As Indiana was about to be selected to its first NCAA tournament in the Tom Crean era, Jones was all smiles. The senior guard sat in the front row of chairs surrounding the projection screen in the Memorial Stadium’s Henke Hall of Champions, celebrating with teammates that are about to experience something he never will.
Jones won’t get to play in the Big Dance because of a torn ACL injury he suffered against Penn State in last week’s Big Ten Tournament. If he’s feeling sorry for himself, though, he sure isn’t showing it. Jones knows what this moment means for the program and, even though he won’t get to play, he understands the role he’s played in getting Indiana back where it belongs.
“It’s definitely bittersweet,” Jones said. “I’m happy for our team and all we accomplished to get to this point, but at the same time my heart’s a little saddened because I won’t get to participate in it.”
Jones will be with the team when the 4-seeded Hoosiers travel to Portland to play No. 13 seed New Mexico State on Thursday at approximately 9:45 ET. Most prognosticators had the Hoosiers as a 4-seed, so Indiana coach Tom Crean and his players weren’t overly surprised by the announcement.
Before the season started, the announcement would have been much more surprising. Few projected the Hoosiers to even make the tournament, much less as a top 4 seed.
After a three-year hiatus, Crean said it’s special to get back to the postseason.
“It’s a big deal to have this day,” he said. “When you coach and when you come into Indiana, this day is a really important day but a day everybody got used to. My family got used to this day. And then this day goes away for different reasons, and you can’t ever lose belief that you’re gonna get back to it. We never did.”
As soon as the Hoosiers’ part of the bracket was announced on CBS, analyst Seth Davis predicted Indiana would lose to No. 5 seed Wichita State in the third round. Not even a minute after the Hoosiers had been selected to their first tournament in four years, somebody was already picking them to lose.
“Seth has been giving us ammunition all year,” Crean said. “Seth is the gift that keeps on giving right now with his predictions. We look forward to that, and I never have a problem when anybody picks against us.”
Added Jones: “He’s been doubting us all year. I think we like being underdogs.”
The Hoosiers are part of what is probably the toughest region.
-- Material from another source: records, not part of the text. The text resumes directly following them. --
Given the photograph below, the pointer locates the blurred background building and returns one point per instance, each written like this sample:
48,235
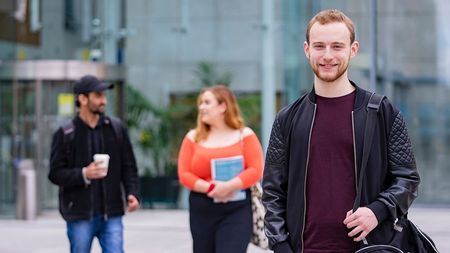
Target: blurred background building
160,50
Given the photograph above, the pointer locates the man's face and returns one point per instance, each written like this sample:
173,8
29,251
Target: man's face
329,50
95,102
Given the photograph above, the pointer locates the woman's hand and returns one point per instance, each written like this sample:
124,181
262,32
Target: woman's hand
223,191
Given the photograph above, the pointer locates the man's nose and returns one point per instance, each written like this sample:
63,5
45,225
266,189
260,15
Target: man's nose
328,54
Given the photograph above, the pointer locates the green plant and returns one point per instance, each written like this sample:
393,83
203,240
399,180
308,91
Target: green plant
151,125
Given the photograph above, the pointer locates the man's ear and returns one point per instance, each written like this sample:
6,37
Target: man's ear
306,49
82,99
354,49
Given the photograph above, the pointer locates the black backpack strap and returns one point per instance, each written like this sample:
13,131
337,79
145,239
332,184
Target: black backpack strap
372,109
69,134
117,127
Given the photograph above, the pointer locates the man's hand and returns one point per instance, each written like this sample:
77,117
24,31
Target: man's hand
94,171
133,203
362,221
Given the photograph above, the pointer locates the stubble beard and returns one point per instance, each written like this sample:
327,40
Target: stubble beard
329,78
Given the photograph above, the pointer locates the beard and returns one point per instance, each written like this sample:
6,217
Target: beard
329,77
99,110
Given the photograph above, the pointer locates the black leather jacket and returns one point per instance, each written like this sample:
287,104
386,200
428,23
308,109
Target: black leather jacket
391,178
75,197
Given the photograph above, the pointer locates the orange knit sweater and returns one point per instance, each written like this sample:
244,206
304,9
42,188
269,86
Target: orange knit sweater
194,160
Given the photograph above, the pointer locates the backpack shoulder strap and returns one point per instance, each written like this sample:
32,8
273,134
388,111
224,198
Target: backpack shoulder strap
373,107
69,134
117,127
375,101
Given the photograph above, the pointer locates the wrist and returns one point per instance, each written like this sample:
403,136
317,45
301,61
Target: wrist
210,187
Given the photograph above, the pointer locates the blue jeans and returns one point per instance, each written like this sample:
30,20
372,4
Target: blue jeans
108,232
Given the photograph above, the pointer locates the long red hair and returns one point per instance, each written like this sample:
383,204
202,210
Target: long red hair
232,115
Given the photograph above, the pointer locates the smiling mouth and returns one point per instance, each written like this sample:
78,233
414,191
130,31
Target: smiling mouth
328,66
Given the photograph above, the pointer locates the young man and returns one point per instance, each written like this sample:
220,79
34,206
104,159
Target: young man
315,149
90,197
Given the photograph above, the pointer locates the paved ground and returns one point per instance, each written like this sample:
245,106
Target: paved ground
164,231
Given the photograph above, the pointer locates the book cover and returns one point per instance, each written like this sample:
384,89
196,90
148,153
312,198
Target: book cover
224,169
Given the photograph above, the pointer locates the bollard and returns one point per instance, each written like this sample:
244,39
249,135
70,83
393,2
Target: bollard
26,206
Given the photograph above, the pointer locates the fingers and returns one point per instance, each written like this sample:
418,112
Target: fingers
361,223
93,171
133,203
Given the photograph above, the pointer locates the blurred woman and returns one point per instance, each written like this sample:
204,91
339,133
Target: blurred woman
220,211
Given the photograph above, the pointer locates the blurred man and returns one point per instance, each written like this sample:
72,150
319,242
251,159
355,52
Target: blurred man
90,192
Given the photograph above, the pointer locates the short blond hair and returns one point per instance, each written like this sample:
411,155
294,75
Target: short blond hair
331,16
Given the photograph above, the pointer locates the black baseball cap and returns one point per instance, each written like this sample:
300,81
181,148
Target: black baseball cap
89,83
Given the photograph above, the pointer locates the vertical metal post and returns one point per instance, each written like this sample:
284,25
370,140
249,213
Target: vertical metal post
111,16
267,71
39,165
373,45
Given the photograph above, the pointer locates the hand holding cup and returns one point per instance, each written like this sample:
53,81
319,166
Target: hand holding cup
99,167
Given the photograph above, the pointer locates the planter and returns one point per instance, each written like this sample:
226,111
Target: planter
159,191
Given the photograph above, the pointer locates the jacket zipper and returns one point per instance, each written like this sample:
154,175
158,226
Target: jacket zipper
354,153
306,176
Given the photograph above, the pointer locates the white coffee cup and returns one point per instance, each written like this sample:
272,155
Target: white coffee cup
104,161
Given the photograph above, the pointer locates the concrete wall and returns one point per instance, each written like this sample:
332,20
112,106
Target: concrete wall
172,36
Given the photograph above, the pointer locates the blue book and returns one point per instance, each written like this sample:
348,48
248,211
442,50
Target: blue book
224,169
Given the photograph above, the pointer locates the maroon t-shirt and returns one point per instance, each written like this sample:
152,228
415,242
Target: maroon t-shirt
331,186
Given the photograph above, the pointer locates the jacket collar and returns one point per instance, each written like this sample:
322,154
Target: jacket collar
102,121
359,99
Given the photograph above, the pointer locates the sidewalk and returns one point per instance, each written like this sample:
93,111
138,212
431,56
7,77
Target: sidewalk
164,231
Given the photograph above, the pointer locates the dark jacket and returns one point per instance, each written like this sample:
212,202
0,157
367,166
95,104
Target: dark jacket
391,178
66,163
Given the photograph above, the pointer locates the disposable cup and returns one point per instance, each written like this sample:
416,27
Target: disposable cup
104,161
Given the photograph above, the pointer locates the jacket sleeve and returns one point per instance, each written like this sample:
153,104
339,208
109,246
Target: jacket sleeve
396,199
130,178
275,188
60,173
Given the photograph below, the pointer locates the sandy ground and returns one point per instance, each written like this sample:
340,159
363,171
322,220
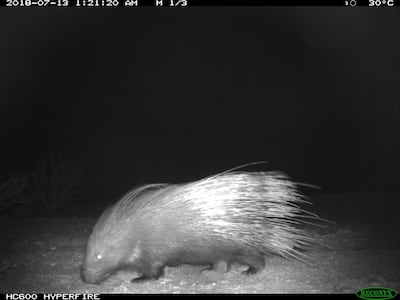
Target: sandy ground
44,255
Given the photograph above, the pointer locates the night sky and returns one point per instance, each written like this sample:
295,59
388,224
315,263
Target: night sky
148,95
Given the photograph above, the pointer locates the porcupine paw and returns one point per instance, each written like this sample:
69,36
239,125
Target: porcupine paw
251,271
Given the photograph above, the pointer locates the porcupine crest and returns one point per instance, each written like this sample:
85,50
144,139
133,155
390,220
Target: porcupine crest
234,216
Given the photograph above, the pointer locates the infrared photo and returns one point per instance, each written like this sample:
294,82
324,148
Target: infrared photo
199,150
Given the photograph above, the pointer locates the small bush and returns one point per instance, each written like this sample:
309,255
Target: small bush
56,182
14,195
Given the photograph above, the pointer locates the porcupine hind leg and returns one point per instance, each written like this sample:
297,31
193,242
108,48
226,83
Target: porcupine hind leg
218,266
149,272
255,262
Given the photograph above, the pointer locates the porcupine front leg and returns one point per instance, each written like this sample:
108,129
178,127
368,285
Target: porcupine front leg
255,262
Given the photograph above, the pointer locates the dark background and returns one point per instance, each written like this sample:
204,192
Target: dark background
172,95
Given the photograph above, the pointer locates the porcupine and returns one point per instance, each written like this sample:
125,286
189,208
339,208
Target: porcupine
226,218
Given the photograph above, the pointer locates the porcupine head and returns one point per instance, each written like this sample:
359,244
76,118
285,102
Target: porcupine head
115,240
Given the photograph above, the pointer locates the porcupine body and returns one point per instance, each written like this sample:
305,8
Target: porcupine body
230,217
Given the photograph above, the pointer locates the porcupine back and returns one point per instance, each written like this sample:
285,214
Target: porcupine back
230,217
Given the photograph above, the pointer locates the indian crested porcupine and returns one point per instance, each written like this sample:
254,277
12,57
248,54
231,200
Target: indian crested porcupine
229,217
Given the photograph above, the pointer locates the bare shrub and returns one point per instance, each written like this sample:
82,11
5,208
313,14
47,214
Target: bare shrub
14,194
57,182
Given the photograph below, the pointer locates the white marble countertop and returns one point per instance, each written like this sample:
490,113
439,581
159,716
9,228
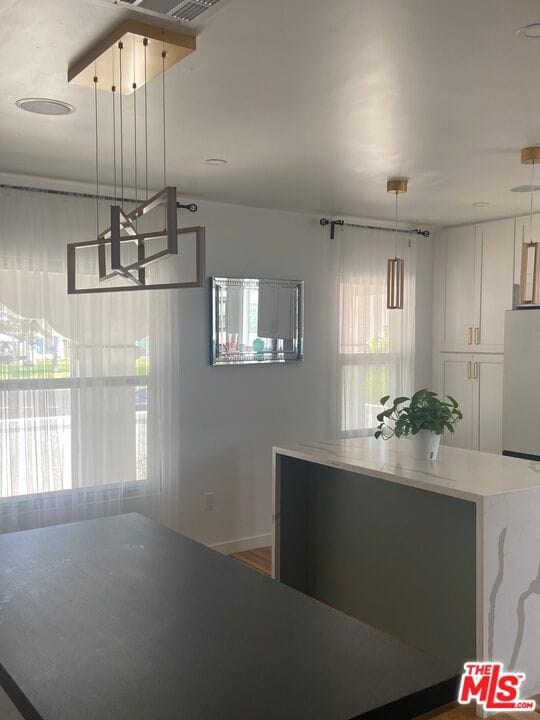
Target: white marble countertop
460,473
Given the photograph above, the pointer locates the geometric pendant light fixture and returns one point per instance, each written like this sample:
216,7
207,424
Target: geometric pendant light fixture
395,274
123,65
530,252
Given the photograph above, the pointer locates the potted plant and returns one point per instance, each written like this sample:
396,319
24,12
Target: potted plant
423,416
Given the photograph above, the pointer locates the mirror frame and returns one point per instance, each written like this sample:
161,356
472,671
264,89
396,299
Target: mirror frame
218,283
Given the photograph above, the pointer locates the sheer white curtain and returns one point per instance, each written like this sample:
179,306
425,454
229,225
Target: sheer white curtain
375,347
88,383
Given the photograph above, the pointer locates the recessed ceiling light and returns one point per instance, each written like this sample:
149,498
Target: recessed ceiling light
44,106
530,32
525,188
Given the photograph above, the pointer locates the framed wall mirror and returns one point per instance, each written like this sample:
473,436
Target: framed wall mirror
256,321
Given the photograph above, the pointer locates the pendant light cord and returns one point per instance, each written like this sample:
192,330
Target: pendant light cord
396,223
120,48
113,90
163,56
145,44
97,153
532,203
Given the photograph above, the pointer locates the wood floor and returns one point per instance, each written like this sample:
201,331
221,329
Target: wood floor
260,559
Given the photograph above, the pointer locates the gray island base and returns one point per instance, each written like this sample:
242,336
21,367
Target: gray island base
443,555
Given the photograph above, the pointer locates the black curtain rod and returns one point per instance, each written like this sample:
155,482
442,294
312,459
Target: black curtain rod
324,222
90,196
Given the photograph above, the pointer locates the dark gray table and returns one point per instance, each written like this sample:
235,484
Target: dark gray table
120,618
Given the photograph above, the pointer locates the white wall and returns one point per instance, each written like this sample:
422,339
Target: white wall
232,416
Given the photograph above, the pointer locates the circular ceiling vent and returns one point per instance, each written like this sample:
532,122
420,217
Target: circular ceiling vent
44,106
531,32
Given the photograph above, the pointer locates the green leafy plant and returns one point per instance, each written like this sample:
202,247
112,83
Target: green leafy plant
423,411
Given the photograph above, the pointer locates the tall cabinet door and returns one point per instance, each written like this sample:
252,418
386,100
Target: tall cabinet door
456,377
458,314
488,403
495,258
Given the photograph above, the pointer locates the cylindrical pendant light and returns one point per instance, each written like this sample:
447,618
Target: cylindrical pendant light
395,274
530,253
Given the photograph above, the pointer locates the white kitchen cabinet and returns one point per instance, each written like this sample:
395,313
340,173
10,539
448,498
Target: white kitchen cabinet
458,297
456,378
478,277
488,403
476,382
494,283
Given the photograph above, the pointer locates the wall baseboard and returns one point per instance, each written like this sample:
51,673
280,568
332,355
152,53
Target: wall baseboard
249,543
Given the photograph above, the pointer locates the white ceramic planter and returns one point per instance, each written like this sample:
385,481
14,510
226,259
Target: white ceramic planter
425,445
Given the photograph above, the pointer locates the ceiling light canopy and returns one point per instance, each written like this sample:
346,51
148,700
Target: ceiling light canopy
45,106
216,161
123,66
529,32
525,188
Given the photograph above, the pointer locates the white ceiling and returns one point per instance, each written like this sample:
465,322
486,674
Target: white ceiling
313,102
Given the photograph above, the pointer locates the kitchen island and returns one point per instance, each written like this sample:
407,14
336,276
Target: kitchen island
444,555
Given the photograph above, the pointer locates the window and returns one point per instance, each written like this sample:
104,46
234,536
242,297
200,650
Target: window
375,344
57,420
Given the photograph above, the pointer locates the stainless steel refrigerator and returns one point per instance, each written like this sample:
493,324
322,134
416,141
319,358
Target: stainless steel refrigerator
521,392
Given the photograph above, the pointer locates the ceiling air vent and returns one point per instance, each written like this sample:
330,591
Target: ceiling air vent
184,11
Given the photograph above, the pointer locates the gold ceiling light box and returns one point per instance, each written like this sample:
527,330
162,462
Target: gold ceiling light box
395,273
103,60
530,252
122,65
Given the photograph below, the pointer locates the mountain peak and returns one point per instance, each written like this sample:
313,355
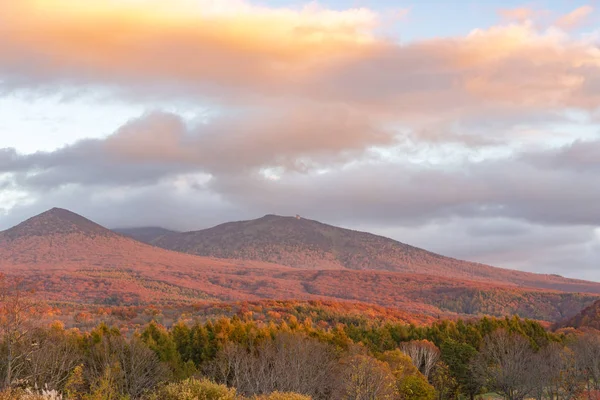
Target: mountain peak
56,221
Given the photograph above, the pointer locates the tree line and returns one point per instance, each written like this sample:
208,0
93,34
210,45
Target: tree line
241,358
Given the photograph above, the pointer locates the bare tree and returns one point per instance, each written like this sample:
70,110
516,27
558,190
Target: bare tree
586,351
53,363
365,378
506,364
288,363
557,374
134,368
16,310
424,355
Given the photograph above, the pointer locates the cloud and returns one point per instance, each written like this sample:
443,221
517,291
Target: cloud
196,45
575,18
160,145
235,52
519,14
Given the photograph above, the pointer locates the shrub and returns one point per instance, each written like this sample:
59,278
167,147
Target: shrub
194,389
282,396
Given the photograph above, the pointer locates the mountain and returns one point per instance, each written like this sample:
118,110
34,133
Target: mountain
146,234
306,244
68,259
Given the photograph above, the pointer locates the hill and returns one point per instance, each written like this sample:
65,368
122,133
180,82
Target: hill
146,234
71,260
306,244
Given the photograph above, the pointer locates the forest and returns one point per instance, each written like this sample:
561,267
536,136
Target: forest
239,357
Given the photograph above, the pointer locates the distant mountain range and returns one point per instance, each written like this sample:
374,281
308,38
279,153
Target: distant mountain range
71,259
302,243
588,318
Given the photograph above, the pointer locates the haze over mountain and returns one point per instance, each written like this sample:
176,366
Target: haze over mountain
302,243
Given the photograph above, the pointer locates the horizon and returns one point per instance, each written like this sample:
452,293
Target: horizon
469,130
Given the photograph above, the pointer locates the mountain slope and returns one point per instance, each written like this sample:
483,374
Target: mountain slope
69,259
148,234
306,244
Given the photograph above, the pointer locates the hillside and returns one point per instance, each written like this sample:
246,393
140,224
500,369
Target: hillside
146,234
71,260
589,317
306,244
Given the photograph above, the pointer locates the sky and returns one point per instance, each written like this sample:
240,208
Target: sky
471,129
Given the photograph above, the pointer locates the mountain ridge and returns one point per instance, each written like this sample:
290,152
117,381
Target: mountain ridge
303,243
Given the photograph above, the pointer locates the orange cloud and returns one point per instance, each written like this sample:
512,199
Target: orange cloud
302,60
182,41
575,18
520,14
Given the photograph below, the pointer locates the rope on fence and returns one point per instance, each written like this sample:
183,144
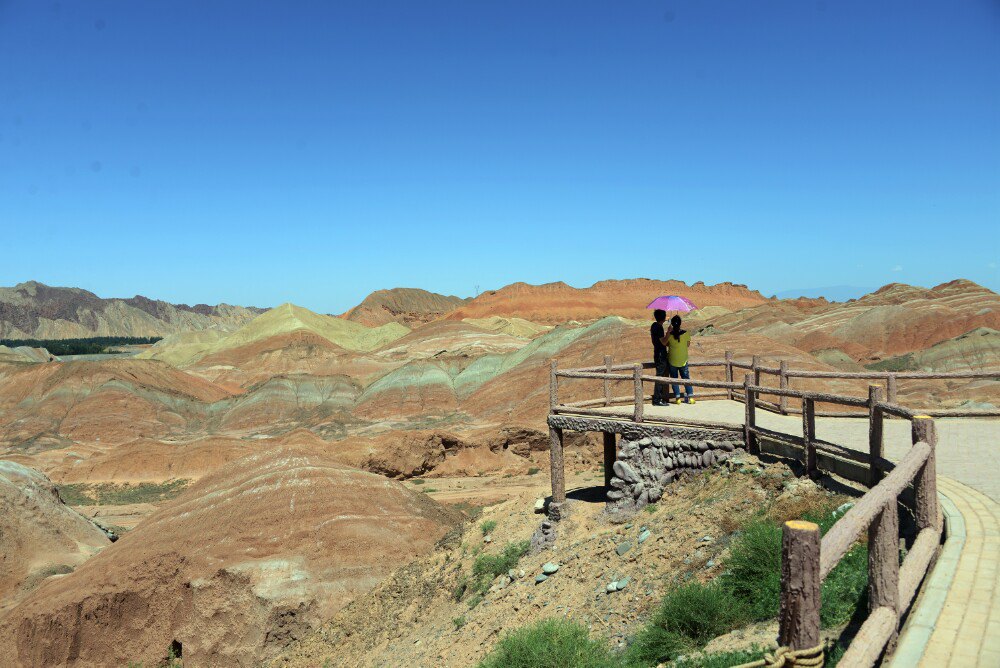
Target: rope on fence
785,657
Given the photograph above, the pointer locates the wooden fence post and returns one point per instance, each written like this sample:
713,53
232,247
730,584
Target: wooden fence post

The No. 1 overall seed, Kentucky, is in the south region, along with Duke (2-seed), Baylor (3-seed), and Connecticut (9-seed) — last year’s national champion.
If Indiana and Kentucky each win their first two games, they would play each other in the Sweet 16. It would be a highly anticipated rematch of the Hoosiers’ 73-72 upset at Assembly Hall in December.
“That’s one thing he (John Calipari) said, ‘You know we’re gonna end up in the same region,'” Crean said. “So to see that up there like that, it wasn’t a shock. … I think that was one of his guesses, more than anything else. But that’s him, he’s got some conspiracy theories.”